“Na Calada da Noite” (Warner, 1990), Barão Vermelho
Por Sidney Falcão
Quando
Cazuza (1958-1990) deixou o Barão Vermelho em 1985 para seguir em carreira
solo, a banda sofreu uma grande porrada. Até encontrar o seu próprio caminho
com o álbum Na Calada da Noite, em 1990, o Barão Vermelho penou
por cinco anos, alguns discos fracassados e mudanças na formação da banda.
Em 1986,
enquanto Legião Urbana, Titãs, RPM, Paralamas do Sucesso e Camisa de Vênus lotavam
arenas e lançavam álbuns que alcançaram altos índices de vendas -
respectivamente Dois, Cabeça Dinossauro, Rádio
Pirata / Ao Vivo, Selvagem? e Correndo o Risco – o Barão
Vermelho amargava shows vazios e o fracasso comercial de Declare Guerra,
o primeiro álbum da banda sem Cazuza e fez o guitarrista Roberto Frejat assumir
também o posto de vocalista. O fracasso de Declare Guerra teria
sido atribuído ao pouco empenho da gravadora Som Livre em divulgá-lo,
preferindo dar mais atenção ao primeiro disco solo de Cazuza, lançado no final
de 1985.
Com uma
situação insustentável na Som Livre, o Barão Vermelho deixa aquela gravadora e
assina contrato com a Warner ainda em 1986. Porém, só no ano seguinte que o primeiro álbum do Barão pela nova gravadora, Rock’n’Geral, foi lançado. Embora elogiado pela crítica, vendeu frustrantes 15 mil cópias.
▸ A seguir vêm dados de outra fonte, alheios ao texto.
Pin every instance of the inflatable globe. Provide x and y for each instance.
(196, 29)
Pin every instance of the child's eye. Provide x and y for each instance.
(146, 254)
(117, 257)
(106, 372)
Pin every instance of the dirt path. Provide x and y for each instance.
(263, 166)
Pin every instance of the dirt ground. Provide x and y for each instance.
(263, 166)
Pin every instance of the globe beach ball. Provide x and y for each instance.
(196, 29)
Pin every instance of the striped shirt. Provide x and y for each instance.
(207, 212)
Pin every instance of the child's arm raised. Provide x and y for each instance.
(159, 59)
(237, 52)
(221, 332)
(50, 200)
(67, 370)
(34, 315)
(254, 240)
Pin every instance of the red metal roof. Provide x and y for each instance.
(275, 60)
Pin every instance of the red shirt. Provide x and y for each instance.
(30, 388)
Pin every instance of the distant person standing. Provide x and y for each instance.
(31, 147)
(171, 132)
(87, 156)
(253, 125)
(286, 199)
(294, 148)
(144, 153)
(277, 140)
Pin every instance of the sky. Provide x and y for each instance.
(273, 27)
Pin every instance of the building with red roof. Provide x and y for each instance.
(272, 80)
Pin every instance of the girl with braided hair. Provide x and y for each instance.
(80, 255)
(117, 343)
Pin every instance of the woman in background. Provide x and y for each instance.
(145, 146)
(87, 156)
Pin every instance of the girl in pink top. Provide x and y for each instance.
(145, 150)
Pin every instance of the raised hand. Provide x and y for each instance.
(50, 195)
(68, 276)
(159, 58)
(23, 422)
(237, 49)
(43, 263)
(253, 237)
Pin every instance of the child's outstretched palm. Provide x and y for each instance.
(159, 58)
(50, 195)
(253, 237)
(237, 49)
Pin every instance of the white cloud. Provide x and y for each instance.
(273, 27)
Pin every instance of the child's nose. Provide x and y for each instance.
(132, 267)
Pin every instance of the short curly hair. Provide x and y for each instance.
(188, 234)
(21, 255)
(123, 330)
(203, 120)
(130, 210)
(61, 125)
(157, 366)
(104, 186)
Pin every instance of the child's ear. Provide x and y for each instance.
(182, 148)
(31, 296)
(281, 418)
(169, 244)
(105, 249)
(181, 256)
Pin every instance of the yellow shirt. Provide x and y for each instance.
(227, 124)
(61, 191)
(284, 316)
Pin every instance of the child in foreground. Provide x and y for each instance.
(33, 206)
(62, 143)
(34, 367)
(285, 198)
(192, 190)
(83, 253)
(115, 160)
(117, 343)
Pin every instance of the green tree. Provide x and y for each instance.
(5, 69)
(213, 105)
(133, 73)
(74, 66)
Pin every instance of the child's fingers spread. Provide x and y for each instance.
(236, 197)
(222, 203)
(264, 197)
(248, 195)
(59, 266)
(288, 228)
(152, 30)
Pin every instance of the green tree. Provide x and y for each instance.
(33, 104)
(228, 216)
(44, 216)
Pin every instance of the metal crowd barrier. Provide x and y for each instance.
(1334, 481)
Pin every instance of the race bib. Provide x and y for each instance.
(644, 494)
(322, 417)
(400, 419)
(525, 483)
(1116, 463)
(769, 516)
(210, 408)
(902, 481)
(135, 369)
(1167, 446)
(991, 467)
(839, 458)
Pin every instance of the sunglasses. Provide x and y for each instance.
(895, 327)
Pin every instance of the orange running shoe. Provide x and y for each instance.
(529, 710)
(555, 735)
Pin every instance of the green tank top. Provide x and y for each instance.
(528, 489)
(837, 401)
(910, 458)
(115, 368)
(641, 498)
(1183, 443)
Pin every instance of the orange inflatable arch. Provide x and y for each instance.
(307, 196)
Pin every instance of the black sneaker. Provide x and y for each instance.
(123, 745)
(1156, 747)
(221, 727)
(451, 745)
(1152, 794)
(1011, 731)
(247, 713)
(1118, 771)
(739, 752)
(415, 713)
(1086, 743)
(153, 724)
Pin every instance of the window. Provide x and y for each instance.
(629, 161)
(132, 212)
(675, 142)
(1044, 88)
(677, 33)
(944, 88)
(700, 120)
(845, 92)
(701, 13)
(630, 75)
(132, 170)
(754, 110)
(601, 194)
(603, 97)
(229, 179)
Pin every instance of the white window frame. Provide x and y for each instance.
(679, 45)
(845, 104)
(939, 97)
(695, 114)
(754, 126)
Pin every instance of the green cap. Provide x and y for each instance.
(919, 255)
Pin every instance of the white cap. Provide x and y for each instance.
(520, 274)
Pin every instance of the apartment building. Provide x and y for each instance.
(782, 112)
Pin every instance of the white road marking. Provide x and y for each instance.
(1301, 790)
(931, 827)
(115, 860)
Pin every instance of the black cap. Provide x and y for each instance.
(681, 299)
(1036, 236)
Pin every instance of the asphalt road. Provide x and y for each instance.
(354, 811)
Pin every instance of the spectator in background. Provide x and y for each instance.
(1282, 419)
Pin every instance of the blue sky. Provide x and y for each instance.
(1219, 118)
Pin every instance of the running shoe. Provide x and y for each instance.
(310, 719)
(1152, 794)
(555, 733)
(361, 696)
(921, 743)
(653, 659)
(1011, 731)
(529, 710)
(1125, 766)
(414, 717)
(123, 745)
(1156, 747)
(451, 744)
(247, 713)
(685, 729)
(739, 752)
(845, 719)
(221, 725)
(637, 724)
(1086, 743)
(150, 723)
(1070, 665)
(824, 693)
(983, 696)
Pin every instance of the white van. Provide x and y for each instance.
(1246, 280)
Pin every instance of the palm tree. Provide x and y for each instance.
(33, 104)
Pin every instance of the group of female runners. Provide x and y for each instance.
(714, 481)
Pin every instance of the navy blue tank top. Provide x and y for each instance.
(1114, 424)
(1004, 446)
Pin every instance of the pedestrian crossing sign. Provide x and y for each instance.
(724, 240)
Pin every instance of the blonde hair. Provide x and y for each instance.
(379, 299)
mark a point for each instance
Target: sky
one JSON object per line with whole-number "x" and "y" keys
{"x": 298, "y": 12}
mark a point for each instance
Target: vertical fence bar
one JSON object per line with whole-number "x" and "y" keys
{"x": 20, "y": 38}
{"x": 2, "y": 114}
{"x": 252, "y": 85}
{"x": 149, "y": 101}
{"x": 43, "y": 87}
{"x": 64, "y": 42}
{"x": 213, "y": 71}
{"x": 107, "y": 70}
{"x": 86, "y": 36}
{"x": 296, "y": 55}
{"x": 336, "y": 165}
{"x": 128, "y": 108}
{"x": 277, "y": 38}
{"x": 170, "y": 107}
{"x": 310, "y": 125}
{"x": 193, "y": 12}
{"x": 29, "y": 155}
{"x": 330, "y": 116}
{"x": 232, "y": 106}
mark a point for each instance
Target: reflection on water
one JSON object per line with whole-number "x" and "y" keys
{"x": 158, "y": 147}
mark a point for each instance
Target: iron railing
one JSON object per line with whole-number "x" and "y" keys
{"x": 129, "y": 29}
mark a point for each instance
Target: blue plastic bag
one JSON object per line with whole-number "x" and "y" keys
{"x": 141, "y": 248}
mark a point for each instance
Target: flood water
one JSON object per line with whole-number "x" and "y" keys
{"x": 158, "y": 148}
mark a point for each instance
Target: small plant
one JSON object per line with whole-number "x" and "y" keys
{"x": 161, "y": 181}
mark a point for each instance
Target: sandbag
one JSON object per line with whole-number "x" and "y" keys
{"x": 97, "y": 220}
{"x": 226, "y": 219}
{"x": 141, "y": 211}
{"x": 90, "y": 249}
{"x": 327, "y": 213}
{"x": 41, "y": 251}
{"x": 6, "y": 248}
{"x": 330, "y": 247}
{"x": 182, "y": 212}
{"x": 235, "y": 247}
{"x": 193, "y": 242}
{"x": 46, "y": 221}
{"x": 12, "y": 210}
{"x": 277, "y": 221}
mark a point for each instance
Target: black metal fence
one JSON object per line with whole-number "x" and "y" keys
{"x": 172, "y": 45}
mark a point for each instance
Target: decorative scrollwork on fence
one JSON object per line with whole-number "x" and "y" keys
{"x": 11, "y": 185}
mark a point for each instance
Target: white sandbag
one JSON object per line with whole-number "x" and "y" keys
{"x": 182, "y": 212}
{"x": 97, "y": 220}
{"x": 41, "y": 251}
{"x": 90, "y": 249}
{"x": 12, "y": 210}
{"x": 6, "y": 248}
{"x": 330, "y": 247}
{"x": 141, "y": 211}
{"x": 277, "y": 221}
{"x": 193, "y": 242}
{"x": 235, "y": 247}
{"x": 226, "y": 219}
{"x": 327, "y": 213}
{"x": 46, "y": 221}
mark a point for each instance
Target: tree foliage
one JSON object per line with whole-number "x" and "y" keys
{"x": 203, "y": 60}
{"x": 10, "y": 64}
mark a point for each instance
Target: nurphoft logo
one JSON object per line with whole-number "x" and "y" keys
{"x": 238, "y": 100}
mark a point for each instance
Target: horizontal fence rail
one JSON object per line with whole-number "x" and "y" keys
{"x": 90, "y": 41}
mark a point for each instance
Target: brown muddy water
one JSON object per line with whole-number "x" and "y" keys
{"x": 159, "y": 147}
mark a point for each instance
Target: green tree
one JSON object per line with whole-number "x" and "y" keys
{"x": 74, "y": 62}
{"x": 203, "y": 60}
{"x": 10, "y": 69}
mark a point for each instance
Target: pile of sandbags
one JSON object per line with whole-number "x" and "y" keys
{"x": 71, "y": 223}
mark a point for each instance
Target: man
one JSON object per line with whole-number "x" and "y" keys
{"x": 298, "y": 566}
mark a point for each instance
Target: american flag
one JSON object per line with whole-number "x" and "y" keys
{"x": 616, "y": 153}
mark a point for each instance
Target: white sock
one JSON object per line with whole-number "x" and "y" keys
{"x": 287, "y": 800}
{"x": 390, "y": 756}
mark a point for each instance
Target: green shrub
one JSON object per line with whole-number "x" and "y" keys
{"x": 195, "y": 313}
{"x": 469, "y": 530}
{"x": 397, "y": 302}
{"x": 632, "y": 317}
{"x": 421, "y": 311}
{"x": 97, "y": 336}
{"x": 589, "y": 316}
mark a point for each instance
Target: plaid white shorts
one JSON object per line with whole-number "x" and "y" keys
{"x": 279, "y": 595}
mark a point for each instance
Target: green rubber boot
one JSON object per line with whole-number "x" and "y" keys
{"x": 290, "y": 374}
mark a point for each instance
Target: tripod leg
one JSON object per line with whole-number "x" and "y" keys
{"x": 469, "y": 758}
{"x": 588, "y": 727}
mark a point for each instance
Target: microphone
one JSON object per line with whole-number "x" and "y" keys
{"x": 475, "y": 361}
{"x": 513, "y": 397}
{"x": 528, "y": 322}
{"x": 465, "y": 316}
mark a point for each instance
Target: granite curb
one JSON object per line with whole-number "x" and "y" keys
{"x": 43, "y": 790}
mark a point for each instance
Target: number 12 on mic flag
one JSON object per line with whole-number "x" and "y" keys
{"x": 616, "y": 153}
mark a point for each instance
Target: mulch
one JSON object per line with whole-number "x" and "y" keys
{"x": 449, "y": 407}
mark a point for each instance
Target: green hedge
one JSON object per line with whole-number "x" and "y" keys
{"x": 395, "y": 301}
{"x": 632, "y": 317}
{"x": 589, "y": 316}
Como se
isso não bastasse, o tecladista Maurício Barros saiu do Barão Vermelho para
montar a sua própria banda, a Buana 4.
Da formação
original, o Barão Vermelho resumiu-se apenas ao trio Roberto Frejat, o baixista
Dé Palmeira e o baterista Guto Goffi. No entanto, desde 1985, a banda contava
nos shows e gravações com a participação do guitarrista Fernando Guimarães e o
percussionista Peninha (1950-2016), como músicos de apoio.
A sorte
começou a sorrir para o Barão Vermelho a partir de 1988, quando a banda carioca
lançou seu sexto álbum de estúdio, Carnaval. O Barão Vermelho
voltou a frequentar as paradas de rádio com “Pense e Dance”, música que foi
incluída na trilha sonora da novela Vale Tudo, da TV Globo, um grande
sucesso de audiência. Carnaval apresenta um Barão Vermelho mais
pesado, uma participação efetiva da percussão e um Frejat mais seguro na
condição de vocalista.
Carnaval, o álbum da virada do Barão Vermelho. |
Em 1989, o Barão Vermelho lançou Barão Ao Vivo, o primeiro álbum gravado ao vivo do grupo. Gravado na casa noturna Dama Xoc, em São Paulo, o disco mostra a força do Barão Vermelho no palco, ainda mais pesado, cru e agressivo do que nos tempos de Cazuza. A banda mostrou todo esse potencial de palco na segunda edição do Festival Hollywood Rock, em janeiro de 1990, que contou com as etapas do Rio de Janeiro e de São Paulo.
Por volta de
meados de 1990, quando o Barão Vermelho começou a gravar Na Calada da
Noite, Dé Palmeira decidiu deixar a banda. A situação de Dé dentro do
grupo já não era tranquila desde o ano anterior, quando quase deixou o Barão. Dé
estava insatisfeito por não ter mais espaço na banda e acusava Frejat de egoísmo,
de não querer que ninguém tivesse mais destaque do que ele.
Para ocupar
o lugar de Dé, a banda convidou ninguém menos que Dadi Carvalho, ex-baixista
dos Novos Baianos e da A Cor do Som, músico bastante requisitado pelos mais
diversos artistas. Por ironia do destino, Dadi era um dos ídolos de Dé
Palmeira. A saída de Dé do Barão Vermelho não apenas trouxe Dadi para a banda
como também promoveu a efetivação de Fernando Guimarães e Peninha como
integrantes oficiais do conjunto.
As gravações
do novo disco transcorreram com tranquilidade, contando com Ezequiel Neves (jornalista
e produtor musical, um velho amigo da banda Barão Vermelho), Paulo Junqueiro
(se tornou anos mais tarde dirigente de gravadora), Roberto Frejat e Guto Goffi
na produção. Dadi chegou regravar as linhas de baixo que haviam sido gravadas
por Dé Palmeira para o novo disco, antes de deixar o Barão Vermelho.
No começo
das gravações, um velho conhecido visitou a turma do Barão Vermelho: Cazuza.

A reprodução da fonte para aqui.